-1

I'm trying to run the Whisper zoo model from DJL examples in GPU.

In the first run, I got the error that two devices were found - Cuda and CPU.

As I understood that this error occurs due to just the model being in the GPU and not the input, as a fix, I created two classes extending WhisperTranslator and WhisperTranslatorFactory, namely WhisperGPUTranslator and WhisperGPUTranslatorFactory. These classes were made so as to do NDArray.to(gpu(0)) on the processed input image-data.
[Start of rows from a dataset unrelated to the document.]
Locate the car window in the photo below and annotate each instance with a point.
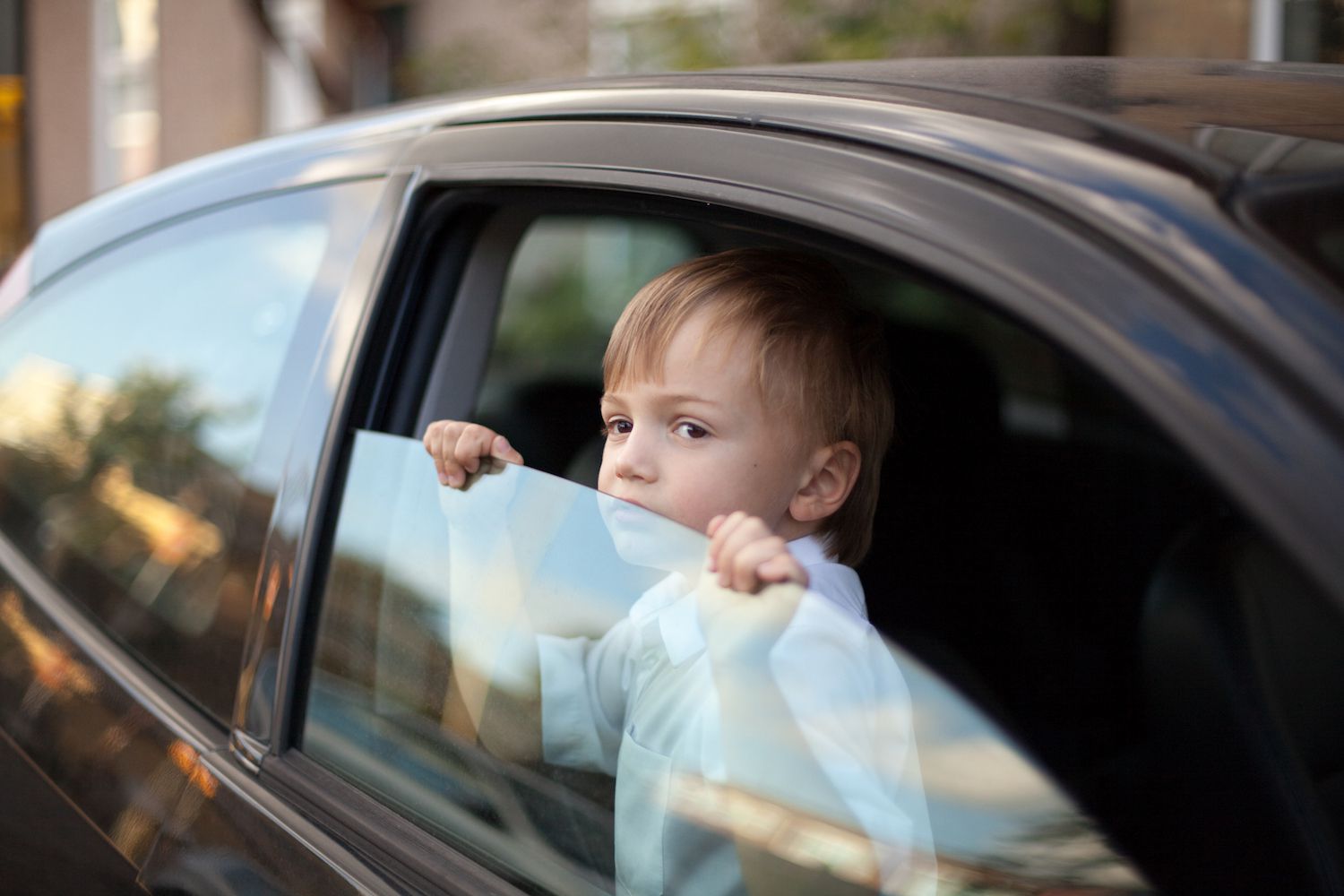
(134, 395)
(444, 610)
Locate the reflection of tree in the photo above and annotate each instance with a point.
(115, 485)
(152, 426)
(1062, 849)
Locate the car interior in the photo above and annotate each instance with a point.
(1038, 543)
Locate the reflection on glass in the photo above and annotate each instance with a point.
(134, 395)
(475, 664)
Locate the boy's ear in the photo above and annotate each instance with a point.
(830, 477)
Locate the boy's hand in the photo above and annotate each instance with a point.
(747, 556)
(457, 449)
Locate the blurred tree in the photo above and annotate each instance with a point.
(153, 426)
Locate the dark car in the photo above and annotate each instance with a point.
(1109, 549)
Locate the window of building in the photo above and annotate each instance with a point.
(125, 90)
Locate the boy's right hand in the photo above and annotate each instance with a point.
(457, 449)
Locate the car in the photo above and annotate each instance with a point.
(1107, 557)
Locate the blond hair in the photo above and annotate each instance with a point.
(816, 357)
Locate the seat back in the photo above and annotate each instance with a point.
(1244, 667)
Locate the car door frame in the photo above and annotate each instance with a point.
(1021, 253)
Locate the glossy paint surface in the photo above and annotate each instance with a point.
(1078, 207)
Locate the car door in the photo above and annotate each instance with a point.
(1051, 374)
(152, 392)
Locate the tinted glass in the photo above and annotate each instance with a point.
(134, 394)
(445, 608)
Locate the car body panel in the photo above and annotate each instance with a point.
(1085, 206)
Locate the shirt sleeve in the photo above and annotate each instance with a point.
(585, 689)
(852, 705)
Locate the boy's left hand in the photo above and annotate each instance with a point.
(747, 556)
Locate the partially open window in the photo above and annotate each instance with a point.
(1026, 506)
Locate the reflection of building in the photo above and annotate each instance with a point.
(99, 91)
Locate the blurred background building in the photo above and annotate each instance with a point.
(96, 93)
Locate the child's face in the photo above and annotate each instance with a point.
(699, 441)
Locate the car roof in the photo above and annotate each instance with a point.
(1217, 124)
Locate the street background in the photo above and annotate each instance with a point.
(97, 93)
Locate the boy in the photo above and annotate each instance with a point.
(746, 400)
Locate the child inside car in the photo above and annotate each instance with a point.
(745, 398)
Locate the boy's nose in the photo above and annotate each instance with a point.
(634, 457)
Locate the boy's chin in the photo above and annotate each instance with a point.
(645, 538)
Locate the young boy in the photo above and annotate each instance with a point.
(746, 400)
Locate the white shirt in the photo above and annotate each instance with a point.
(640, 704)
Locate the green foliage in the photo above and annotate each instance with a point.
(152, 425)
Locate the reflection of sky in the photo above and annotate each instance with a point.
(981, 793)
(394, 513)
(215, 303)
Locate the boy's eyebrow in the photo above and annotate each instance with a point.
(676, 398)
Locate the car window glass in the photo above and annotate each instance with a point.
(433, 587)
(134, 395)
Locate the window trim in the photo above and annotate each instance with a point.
(916, 199)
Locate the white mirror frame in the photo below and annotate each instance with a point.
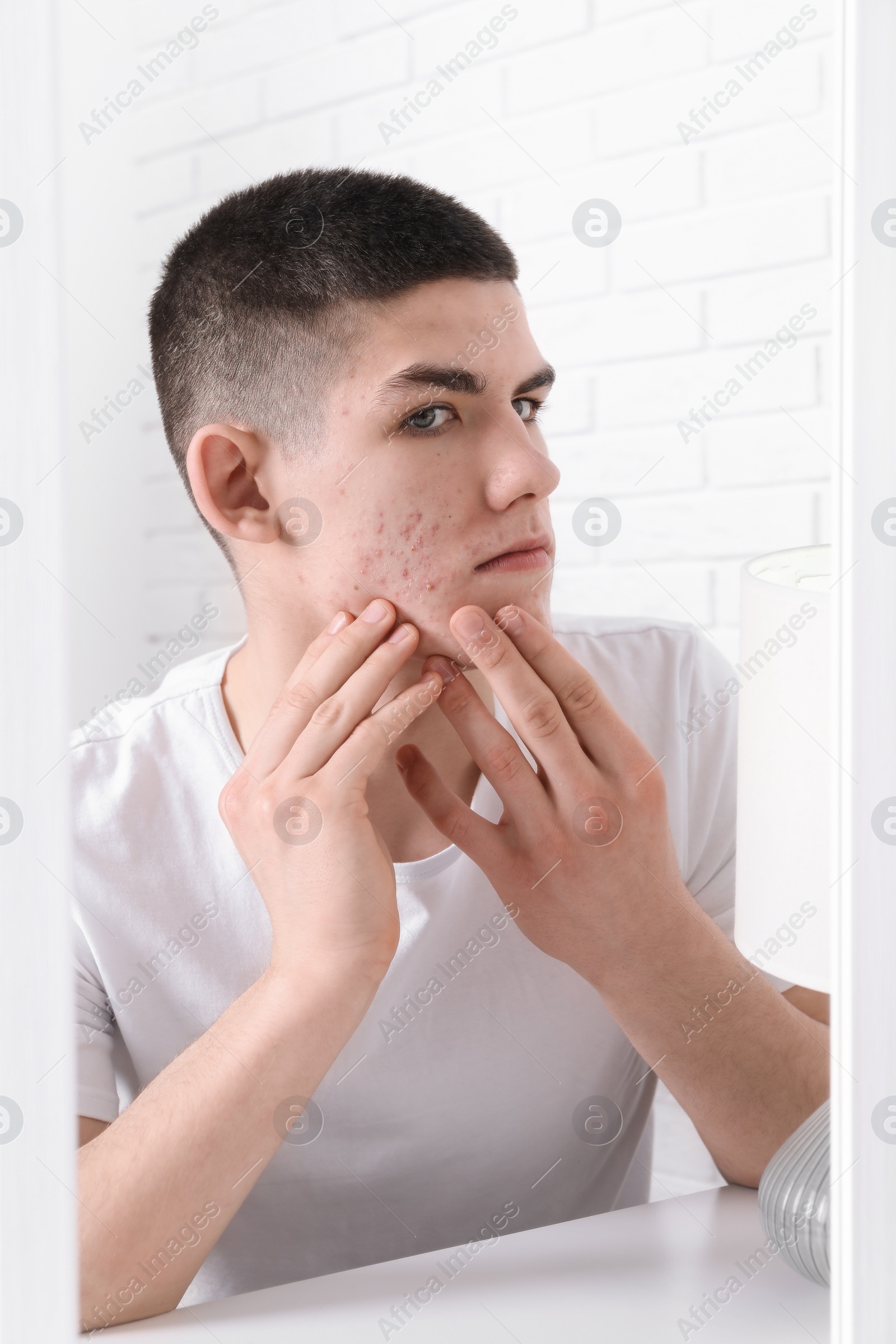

This worked to help me start the application. However as soon as the inference is made, I get this error:

# A fatal error has been detected by the Java Runtime Environment:
#
#  SIGSEGV (0xb) at pc=0x00007f971f918000, pid=22329, tid=22431
#
# JRE version: OpenJDK Runtime Environment (11.0.20+8) (build 11.0.20+8-post-Ubuntu-1ubuntu123.04)
# Java VM: OpenJDK 64-Bit Server VM (11.0.20+8-post-Ubuntu-1ubuntu123.04, mixed mode, sharing, tiered, compressed oops, g1 gc, linux-amd64)
# Problematic frame:
# C  [0.23.0-libdjl_torch.so+0x118000]  c10::intrusive_ptr<c10::TensorImpl, c10::UndefinedTensorImpl>::operator->() const+0xc

Tried changing the versions from DJL and DJL-Pytorch-Engine version from 23.0 to 21.1 (below which the example code doesn't compile). Got the exact same error every time.

Hoping someone here might have the insight on how to fix this. Please help.

talonmies
  • 70,661
  • 34
  • 192
  • 269

1 Answers1

0

Figured it out, posting here just in case others too encounter this.

In the processInput function of the WhisperTranslator, change the line below:

NDArray placeholder = ctx.getNDManager().create("").toDevice(device, true);

with

NDArray placeholder = ctx.getNDManager().create(new float[0]).toDevice(device, true);

Of course the toDevice(gpu(0), copy=true) has to added too, in your extension of the WhisperTranslator class. (which for me is WhisperGPUTranslator, as described in the question)